MATERIALS AND METHODS

Antimicrobial test agents.

Commercially available ertapenem (Invanz, Merck & Co., Inc., Whitehouse Station, NJ), doripenem (Doribax; Janssen Pharmaceuticals, Inc., Raritan, NJ), ceftazidime (Fortaz; GlaxoSmithKline, Philadelphia, PA), aztreonam (Azactam; Bristol-Myers Squibb, Princeton, NJ), and levofloxacin (Sagent Pharmaceuticals, Schaumburg, IL) were obtained from the pharmacy department at Hartford Hospital for use in all in vivo experiments. Each drug was reconstituted according to the manufacturer's prescribing information and then further diluted in normal saline to the concentrations required for dosing. Dosing solutions were prepared just prior to each experiment, stored under refrigeration, and discarded after 24 h.

Bacterial isolates.

An isogenic pair consisting of a wild-type K. pneumoniae strain (KP 454) and an NDM-1-producing strain derived by conjugation and four clinical NDM-1-producing Enterobacteriaceae isolates (EC 389, EC 393, KP 425, and KP 450) were provided by Patrice Nordmann, Hospital Bicêtre (Le Kremlin-Bicêtre, France) (10). The ertapenem and doripenem MICs for these isolates were determined via Etest (AB bioMérieux, Solna, Sweden) according to the manufacturer's instructions. The MICs of ceftazidime, aztreonam, and levofloxacin for these isolates were determined by broth microdilution consistent with the Clinical and Laboratory Standards Institute (CLSI) methodology (12). Pseudomonas aeruginosa ATCC 27853 was used as the quality control strain for all three agents evaluated by broth microdilution. MIC determinations were conducted in triplicate, and MICs are reported as modal values unless otherwise noted. Four additional clinical NDM-1-producing Enterobacteriaceae isolates (KP 476, KP 477, KP 478, and ECL 70) were kindly provided by Christine Lascols, International Health Management Associates, Inc. (Schaumburg, IL) (13). The MICs of all five of the agents evaluated were determined by broth microdilution as outlined above. All of the isolates were screened for KPC, OXA-48-like, VIM, IMP, and NDM carbapenemases, as well for extended-spectrum β-lactamases (TEM, SHV, and CTX-M) and AmpC β-lactamases (CMY, DHA, FOX, MOX, ACC, and ACT), as previously described (13). Isolates were stored at −80°C in double-strength skim milk (Remel, Lenexa, KS). Prior to each in vivo experiment, isolates were subcultured twice onto Trypticase soy agar with 5% sheep blood (BD Biosciences, Sparks, MD) and incubated at 35°C for 18 to 24 h.
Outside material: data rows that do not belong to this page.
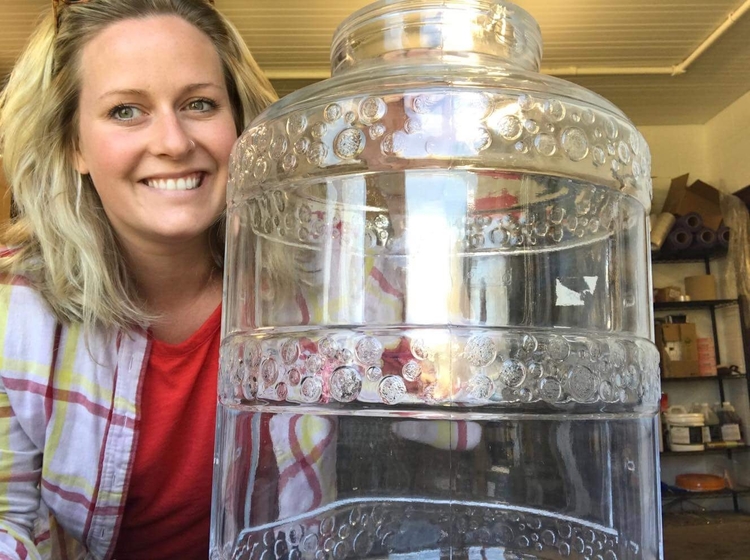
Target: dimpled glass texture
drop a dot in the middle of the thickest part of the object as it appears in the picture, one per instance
(437, 327)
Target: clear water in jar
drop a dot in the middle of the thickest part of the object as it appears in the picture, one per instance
(433, 364)
(452, 485)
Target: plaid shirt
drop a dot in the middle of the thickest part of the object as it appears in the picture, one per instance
(67, 431)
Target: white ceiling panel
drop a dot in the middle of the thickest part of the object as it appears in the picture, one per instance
(294, 36)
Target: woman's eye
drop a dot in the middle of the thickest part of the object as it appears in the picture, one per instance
(201, 105)
(124, 113)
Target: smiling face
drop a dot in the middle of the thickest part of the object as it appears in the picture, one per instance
(155, 129)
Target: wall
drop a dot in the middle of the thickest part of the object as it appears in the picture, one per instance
(675, 150)
(718, 153)
(728, 146)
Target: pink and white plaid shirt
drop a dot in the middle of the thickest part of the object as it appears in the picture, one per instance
(67, 431)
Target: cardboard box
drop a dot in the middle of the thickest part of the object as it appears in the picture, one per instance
(670, 293)
(678, 349)
(701, 288)
(699, 197)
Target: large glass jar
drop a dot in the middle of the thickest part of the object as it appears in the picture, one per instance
(437, 326)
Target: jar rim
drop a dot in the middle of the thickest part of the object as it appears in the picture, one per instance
(390, 29)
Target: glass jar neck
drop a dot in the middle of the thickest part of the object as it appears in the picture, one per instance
(479, 32)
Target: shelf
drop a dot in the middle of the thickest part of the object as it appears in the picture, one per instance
(687, 495)
(687, 257)
(705, 378)
(740, 449)
(706, 304)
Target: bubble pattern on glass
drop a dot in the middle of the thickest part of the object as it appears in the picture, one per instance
(380, 529)
(488, 367)
(578, 211)
(503, 130)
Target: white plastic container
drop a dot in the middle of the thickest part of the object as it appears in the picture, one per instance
(685, 429)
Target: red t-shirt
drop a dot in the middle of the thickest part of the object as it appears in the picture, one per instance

Immunocompetent-mouse thigh infection model.

This study was reviewed and approved by the Institutional Animal Care and Use Committee at Hartford Hospital, Hartford, CT. Pathogen-free ICR mice weighing 20 to 22 g were acquired from Harlan Laboratories (Indianapolis, IN). All animals were maintained in accordance with the National Research Council's recommendations and were provided food and water ad libitum. Three days prior to inoculation for in vivo experiments, an intraperitoneal injection of uranyl nitrate (5 mg/kg) was given to produce a predictable level of renal impairment in order to slow antibiotic clearance (14). Two hours prior to the initiation of antimicrobial therapy, both thighs of each animal were inoculated intramuscularly with 0.1 ml of an inoculum solution containing the test isolate at 108 CFU/ml of normal saline.

Neutropenic thigh infection model.

The isogenic wild-type and NDM-1-producing strains and two of the clinical NDM-1-producing isolates were also evaluated in a neutropenic infection model for efficacy comparison. The mice used in the neutropenic-mouse model underwent the same procedures as described for the immunocompetent-mouse model and were also given intraperitoneal injections of cyclophosphamide (Baxter, Deerfield, IL) at 100 and 150 mg/kg 1 and 4 days prior to inoculation, respectively, to induce neutropenia (14). Furthermore, an inoculum solution of 107 CFU/ml was used to produce thigh infection in neutropenic mice.

In vivo efficacy.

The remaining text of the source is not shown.